Effect of Financial Literacy on Personal Financial Decision-Making in Gujarat, India
- Urban population
- Take-up of program/social service/healthy behavior
- Financial literacy
- Monetary incentives
Intuition, theory and empirical evidence suggest that access to and use of financial services, such as savings or investment mechanisms and insurance, can improve individual welfare by increasing the stability of consumption. Yet a large body of evidence documents that many individuals fail to make use of the financial instruments available to them, or that they systematically make sub-optimal use of financial products on account of psychological or behavioral biases. A probable cause for the failure to use financial services effectively, or at all, is that individuals do not fully understand such products. If so, financial literacy training may be an effective way to encourage more, and more beneficial, use of financial services.
Context of the evaluation
India, and the state of Gujarat in particular, has one of the fastest growing economies, and much of Gujarat’s workforce demand to support industrial growth is met by labor from other Indian states. As a preferred destination for labor migrants, cities in Gujarat have urbanized rapidly, leading to the rapid growth of slum populations that consist largely of migrants who are dependent on informal employment arrangements to meet their financial needs.
Details of the intervention
Researchers conducted a randomized evaluation designed to assess the impact of financial literacy training on the use of financial services and other individual financial decisions among slum-dwellers in Gujarat. The partner organization, Saath is a local microfinance institution based in Ahmedabad, which provides health education, livelihood training, microfinance and other programs in slum communities.

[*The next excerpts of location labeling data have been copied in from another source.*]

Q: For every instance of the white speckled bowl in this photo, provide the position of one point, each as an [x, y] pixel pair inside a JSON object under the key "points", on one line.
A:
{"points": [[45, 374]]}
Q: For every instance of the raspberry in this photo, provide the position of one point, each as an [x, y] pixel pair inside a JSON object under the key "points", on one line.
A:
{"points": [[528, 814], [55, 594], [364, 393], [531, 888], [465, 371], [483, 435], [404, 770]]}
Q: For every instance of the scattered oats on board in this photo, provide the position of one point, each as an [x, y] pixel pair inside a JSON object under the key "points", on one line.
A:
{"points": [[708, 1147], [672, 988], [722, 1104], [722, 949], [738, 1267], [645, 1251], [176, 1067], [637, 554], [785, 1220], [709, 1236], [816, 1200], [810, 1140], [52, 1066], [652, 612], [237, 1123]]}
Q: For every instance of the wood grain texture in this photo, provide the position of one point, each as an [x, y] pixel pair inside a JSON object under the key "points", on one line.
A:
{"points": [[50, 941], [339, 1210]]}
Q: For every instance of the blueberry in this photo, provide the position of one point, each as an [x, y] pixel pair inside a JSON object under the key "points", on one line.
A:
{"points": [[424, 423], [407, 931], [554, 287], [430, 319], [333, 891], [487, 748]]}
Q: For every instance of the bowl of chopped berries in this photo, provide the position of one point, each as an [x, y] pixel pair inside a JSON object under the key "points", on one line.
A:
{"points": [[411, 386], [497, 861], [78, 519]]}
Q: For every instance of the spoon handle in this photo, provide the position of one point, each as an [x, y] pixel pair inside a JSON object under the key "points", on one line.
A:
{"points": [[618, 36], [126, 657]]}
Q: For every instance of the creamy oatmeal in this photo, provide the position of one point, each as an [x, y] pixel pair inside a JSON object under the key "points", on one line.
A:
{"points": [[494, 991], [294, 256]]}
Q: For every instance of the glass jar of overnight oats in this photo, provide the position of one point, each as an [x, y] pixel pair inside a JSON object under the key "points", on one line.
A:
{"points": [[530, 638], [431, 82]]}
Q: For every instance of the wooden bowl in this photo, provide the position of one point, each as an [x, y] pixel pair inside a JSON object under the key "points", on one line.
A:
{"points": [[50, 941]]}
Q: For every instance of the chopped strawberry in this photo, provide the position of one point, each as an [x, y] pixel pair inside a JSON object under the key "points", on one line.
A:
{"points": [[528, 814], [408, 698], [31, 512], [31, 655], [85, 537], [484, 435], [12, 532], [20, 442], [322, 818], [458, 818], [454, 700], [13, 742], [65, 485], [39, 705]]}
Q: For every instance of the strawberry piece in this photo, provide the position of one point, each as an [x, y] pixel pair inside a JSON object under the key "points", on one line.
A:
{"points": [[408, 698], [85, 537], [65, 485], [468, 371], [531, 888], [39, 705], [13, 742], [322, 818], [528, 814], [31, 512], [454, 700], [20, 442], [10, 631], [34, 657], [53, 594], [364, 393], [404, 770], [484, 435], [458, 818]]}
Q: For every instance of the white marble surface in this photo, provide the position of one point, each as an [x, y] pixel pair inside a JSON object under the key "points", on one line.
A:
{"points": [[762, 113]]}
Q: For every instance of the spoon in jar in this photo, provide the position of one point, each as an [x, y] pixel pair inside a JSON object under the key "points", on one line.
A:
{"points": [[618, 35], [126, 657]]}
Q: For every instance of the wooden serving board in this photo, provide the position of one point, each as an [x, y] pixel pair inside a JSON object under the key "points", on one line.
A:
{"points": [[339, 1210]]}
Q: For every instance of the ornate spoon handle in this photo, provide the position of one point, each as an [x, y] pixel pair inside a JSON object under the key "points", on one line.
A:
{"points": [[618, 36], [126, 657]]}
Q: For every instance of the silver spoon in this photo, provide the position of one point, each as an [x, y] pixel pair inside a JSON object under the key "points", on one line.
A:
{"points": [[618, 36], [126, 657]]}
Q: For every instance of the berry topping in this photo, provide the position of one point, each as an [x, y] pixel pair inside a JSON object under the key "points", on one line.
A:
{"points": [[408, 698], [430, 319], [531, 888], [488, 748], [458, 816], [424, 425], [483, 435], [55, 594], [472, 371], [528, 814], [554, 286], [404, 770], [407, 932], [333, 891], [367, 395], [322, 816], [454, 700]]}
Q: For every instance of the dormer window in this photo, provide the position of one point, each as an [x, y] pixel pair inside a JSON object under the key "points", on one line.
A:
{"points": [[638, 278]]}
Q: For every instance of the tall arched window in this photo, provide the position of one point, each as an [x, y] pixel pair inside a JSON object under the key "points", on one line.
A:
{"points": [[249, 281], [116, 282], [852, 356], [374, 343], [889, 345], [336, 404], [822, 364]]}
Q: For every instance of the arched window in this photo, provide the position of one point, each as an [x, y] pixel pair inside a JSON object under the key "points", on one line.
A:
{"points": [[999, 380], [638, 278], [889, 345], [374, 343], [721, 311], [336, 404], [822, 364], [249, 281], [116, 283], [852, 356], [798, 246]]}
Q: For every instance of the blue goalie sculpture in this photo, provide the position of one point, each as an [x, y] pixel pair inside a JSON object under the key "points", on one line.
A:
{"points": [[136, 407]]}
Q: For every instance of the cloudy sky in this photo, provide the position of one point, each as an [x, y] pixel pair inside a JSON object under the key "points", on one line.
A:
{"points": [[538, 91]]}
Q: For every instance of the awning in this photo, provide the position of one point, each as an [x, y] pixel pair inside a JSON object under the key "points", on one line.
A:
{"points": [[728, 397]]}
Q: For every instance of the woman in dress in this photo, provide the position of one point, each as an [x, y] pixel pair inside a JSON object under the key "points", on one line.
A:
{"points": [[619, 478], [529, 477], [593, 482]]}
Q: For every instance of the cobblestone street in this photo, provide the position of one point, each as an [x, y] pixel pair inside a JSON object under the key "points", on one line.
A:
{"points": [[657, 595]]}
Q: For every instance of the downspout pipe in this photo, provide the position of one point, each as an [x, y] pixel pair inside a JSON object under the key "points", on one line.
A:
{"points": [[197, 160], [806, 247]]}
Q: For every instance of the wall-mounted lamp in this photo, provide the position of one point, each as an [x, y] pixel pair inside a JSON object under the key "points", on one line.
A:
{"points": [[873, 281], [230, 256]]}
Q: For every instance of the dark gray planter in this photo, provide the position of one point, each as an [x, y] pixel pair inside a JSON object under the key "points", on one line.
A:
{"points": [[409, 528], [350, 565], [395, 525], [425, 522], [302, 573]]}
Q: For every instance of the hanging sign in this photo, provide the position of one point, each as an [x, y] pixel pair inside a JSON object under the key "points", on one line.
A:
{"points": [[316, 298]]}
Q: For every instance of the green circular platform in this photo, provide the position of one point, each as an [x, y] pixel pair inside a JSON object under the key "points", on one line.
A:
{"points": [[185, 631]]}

The study includes about 1,000 existing clients of Saath, many of whom operate small enterprises in Gujarat. One group was randomly selected to participate in a video-based financial literacy training course (covering savings, borrowing, other personal finance issues and small business operation), while the remaining clients compose the comparison group. This design allows researchers to measure the impact of financial literacy training on savings and borrowing decisions (both as part of the formal and informal sector) and on the profits, revenues and operations of small enterprises.